Sriracha is the Secret Sauce in Kitchens
Is there a kitchen in America that doesn’t have a bottle of sriracha in it somewhere, even if it’s just for family meal? I doubt it. Bottles of “rooster sauce” are everywhere—on the table at Asian restaurants, tucked in the kitchen at French and American restaurants, even in the Milky Way, since NASA started buying it to help astronauts whose taste buds were dulled by space enjoy their food.
But where does this sriracha come from? California, of course—the place that gives an extra-warm welcome to immigrants who bring with them delicious things to eat. In 1980, David Tran, a Chinese immigrant who had moved from Vietnam to the U.S., settled in Los Angeles and began making sriracha sauce, named for the town in Thailand where the sauce is said to have originated. His recipe was similar to that for the sauce he had made and sold in Vietnam, a simple mix of jalapeños, vinegar, garlic, sugar and salt. Tran put a rooster on the bottle because it represented his birth year in the zodiac, and then he began selling the inexpensive sauce to Asian restaurants in Chinatown.
Sooner or later, Asian cooks working in non-Asian restaurants brought bottles to work to spice up family meal, shared the sauce with their white counterparts, and sriracha made its way from Asian mom-and-pop restaurants to American fine dining to mainstream pop culture. These days, you can buy sriracha underwear, sriracha shoes, sriracha air fresheners, even sriracha lip balm. Even Bart Simpson eats sriracha.
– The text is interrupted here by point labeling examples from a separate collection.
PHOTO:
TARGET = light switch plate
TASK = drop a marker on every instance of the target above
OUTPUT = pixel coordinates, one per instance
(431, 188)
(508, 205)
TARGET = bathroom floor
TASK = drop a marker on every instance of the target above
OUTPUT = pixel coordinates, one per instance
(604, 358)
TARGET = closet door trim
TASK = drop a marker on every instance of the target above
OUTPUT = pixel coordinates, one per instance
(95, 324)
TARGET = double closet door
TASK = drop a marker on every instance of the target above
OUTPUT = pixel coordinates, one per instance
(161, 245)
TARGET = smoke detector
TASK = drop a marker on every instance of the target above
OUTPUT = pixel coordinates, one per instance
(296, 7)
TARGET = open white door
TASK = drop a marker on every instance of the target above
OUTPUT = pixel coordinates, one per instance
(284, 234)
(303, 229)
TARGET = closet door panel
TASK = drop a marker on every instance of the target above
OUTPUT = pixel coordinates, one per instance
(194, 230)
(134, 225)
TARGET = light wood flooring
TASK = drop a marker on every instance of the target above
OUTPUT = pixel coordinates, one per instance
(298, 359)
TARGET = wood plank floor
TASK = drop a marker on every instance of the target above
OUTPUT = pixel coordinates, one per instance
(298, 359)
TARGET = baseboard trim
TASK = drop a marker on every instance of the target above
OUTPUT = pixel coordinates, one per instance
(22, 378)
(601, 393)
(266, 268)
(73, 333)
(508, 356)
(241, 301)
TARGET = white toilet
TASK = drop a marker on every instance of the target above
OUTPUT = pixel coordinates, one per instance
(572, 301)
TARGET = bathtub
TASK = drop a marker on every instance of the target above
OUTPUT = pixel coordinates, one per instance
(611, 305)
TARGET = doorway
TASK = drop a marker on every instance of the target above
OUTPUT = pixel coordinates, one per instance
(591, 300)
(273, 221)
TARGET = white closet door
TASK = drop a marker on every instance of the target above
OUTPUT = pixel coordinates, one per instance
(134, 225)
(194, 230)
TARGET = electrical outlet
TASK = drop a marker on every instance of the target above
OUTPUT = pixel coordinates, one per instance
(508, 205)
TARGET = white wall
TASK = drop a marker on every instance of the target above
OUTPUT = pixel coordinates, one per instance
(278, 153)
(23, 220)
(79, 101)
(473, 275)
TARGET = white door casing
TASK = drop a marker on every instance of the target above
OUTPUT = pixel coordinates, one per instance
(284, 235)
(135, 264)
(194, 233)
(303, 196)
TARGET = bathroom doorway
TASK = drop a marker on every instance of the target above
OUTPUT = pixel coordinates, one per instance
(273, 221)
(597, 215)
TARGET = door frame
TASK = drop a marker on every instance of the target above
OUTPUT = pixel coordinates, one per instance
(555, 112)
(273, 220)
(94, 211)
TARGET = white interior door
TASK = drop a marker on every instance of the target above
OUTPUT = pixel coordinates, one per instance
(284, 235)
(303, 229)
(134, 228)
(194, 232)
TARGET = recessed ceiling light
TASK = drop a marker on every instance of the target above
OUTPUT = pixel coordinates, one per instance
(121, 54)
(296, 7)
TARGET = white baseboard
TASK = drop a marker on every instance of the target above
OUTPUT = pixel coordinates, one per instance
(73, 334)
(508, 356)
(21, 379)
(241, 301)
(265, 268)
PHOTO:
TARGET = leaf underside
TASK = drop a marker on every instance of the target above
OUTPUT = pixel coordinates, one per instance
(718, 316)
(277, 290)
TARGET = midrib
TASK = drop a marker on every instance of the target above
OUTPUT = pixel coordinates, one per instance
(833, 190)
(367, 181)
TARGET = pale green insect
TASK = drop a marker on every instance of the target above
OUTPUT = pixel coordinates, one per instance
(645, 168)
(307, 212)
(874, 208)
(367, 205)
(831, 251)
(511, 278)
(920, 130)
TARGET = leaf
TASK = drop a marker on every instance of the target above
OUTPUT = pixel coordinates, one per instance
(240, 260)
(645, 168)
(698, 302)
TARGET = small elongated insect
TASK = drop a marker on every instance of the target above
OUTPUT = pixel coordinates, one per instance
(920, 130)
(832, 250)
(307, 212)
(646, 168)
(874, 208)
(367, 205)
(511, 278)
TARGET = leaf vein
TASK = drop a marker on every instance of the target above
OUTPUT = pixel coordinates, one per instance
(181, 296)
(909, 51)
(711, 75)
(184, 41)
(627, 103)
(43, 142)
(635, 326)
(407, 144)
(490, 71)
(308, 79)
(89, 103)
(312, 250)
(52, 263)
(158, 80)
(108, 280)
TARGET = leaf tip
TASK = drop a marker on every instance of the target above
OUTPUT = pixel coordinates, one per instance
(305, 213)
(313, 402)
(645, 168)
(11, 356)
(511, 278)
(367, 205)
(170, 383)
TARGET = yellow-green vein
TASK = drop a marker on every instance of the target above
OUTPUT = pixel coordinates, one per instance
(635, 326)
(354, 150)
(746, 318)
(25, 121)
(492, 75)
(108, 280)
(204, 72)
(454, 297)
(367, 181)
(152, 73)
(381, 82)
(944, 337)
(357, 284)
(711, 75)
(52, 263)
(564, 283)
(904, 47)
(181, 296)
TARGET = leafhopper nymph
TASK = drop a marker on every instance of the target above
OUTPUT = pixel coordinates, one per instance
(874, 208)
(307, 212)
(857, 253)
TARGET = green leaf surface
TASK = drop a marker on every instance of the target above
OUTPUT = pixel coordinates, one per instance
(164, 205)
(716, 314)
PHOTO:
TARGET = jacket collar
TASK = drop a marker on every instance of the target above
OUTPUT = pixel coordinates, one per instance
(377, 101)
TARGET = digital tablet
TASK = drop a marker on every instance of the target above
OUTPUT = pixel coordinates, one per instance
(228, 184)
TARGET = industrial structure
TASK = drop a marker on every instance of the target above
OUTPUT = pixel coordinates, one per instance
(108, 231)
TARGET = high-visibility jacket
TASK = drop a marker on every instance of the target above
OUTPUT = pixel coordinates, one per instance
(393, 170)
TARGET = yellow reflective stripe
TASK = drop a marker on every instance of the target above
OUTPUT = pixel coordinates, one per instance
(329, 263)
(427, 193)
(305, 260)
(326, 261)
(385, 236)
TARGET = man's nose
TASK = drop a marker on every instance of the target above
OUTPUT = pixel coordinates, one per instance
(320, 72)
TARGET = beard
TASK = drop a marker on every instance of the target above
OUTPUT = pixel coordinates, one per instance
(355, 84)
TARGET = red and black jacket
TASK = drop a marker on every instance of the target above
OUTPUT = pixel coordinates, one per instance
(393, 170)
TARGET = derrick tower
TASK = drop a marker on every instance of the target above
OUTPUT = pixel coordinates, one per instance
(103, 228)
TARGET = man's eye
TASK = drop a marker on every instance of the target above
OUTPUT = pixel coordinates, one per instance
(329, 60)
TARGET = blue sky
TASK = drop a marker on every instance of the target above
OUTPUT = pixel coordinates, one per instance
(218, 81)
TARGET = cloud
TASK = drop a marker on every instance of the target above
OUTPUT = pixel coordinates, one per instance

But for all the kitsch surrounding it, sriracha is a workhorse in the kitchen. At restaurants where I worked, it was literally our secret sauce, the thing we added to a gazpacho, aïoli, guacamole, even a creamy soup. It bumped up flavors and, used in moderation, took the food from OK or good to great. Sriracha became hugely popular, then survived the inevitable backlash that occurs anytime an ingredient becomes inspiration for stunt food (like when a Thai chili sauce is used to make chocolate mousse), and it’s come back to become as ubiquitous as mustard or mayonnaise. Best of all, it’s a reminder that the next great thing in food can come from anywhere.